Hyperpolarized MRI of Human Prostate Cancer Reveals Increased Lactate with Tumor Grade Driven by Monocarboxylate Transporter 1 #DNPNMR
Granlund, Kristin L., Sui-Seng Tee, Hebert A. Vargas, Serge K. Lyashchenko, Ed Reznik, Samson Fine, Vincent Laudone, et al. “Hyperpolarized MRI of Human Prostate Cancer Reveals Increased Lactate with Tumor Grade Driven by Monocarboxylate Transporter 1.” Cell Metabolism 31, no. 1 (January 2020): 105-114.e3.
Metabolic imaging using hyperpolarized magnetic resonance can increase the sensitivity of MRI, though its ability to inform on relevant changes to biochemistry in humans remains unclear. In this work, we image pyruvate metabolism in patients, assessing the reproducibility of delivery and conversion in the setting of primary prostate cancer. We show that the time to max of pyruvate does not vary significantly within patients undergoing two separate injections or across patients.

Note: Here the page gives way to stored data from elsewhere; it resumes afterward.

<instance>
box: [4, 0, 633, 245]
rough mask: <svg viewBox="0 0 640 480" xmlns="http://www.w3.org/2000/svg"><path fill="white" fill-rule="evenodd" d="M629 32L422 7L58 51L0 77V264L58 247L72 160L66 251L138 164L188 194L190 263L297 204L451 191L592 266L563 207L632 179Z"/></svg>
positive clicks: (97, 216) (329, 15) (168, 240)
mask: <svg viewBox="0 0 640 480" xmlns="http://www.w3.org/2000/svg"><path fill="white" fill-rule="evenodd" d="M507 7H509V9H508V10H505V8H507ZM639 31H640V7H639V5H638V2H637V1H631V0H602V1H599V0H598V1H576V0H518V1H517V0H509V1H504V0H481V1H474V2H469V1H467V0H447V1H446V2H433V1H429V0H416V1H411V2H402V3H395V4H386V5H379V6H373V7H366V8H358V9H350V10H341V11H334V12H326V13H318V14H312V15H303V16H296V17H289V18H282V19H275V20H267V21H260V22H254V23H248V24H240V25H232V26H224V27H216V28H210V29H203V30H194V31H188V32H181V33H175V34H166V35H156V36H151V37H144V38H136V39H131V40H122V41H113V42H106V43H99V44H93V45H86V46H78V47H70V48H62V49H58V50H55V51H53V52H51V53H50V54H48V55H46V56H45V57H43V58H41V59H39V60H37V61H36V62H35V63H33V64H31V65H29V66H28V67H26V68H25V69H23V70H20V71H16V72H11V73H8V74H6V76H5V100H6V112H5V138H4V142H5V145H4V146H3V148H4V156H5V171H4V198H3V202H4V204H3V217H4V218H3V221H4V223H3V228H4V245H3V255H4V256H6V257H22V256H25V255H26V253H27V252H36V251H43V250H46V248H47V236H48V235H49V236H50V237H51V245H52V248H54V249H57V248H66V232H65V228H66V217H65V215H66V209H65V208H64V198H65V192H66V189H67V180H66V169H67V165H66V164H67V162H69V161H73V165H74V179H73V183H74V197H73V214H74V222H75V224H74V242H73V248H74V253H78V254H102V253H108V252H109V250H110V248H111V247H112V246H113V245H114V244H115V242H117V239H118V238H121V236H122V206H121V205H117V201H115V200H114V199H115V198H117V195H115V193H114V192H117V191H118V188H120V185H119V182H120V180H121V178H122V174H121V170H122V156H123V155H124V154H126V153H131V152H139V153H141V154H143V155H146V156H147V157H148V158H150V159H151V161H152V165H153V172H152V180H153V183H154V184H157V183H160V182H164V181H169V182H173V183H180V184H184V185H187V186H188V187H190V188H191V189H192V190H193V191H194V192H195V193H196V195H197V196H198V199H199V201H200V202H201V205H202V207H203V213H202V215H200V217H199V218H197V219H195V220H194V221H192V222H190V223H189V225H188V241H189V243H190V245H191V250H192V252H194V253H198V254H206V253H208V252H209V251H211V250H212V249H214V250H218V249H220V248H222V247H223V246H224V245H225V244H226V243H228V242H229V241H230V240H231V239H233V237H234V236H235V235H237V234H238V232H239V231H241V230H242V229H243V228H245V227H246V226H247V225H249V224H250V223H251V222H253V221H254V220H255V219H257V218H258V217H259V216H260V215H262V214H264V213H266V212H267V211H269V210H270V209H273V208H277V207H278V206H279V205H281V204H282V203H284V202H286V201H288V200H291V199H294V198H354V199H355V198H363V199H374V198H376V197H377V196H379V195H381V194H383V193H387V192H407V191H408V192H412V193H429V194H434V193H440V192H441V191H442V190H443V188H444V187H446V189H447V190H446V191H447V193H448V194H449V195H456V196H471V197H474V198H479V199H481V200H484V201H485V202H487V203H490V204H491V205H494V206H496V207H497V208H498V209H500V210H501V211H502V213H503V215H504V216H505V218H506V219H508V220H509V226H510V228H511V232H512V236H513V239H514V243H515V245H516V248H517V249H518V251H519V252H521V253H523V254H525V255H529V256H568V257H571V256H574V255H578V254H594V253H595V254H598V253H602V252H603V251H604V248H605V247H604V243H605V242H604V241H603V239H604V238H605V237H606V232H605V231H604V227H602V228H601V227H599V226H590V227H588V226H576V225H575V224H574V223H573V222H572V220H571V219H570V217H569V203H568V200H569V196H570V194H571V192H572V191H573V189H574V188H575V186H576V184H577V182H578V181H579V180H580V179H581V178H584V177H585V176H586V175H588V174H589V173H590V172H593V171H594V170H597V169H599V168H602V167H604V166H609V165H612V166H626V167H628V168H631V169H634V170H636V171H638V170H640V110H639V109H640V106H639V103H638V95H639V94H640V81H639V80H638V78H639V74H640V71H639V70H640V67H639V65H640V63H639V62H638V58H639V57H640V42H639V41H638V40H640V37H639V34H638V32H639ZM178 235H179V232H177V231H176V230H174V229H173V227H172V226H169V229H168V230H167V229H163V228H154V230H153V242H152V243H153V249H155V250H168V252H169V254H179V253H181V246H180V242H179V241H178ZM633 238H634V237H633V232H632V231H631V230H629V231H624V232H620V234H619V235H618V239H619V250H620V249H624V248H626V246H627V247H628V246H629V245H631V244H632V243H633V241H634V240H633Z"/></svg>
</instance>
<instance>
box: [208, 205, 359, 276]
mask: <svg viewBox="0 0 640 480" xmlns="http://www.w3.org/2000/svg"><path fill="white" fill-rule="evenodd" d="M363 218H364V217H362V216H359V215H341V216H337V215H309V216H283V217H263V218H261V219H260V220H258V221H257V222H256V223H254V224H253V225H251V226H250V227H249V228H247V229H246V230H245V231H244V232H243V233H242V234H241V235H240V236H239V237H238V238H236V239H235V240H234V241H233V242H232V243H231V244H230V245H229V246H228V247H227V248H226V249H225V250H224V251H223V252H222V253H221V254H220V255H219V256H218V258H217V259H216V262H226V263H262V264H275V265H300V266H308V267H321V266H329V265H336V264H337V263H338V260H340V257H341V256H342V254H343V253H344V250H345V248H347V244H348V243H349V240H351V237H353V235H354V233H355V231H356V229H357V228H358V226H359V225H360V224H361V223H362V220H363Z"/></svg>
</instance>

Furthermore, we show that lactate increases with Gleason grade. RNA sequencing data demonstrate a significant increase in the predominant pyruvate uptake transporter, monocarboxylate transporter 1. Increased protein expression was also observed in regions of high lactate signal, implicating it as the driver of lactate signal in vivo. Targeted DNA sequencing for actionable mutations revealed the highest lactate occurred in patients with PTEN loss. This work identifies a potential link between actionable genomic alterations and metabolic information derived from hyperpolarized pyruvate MRI.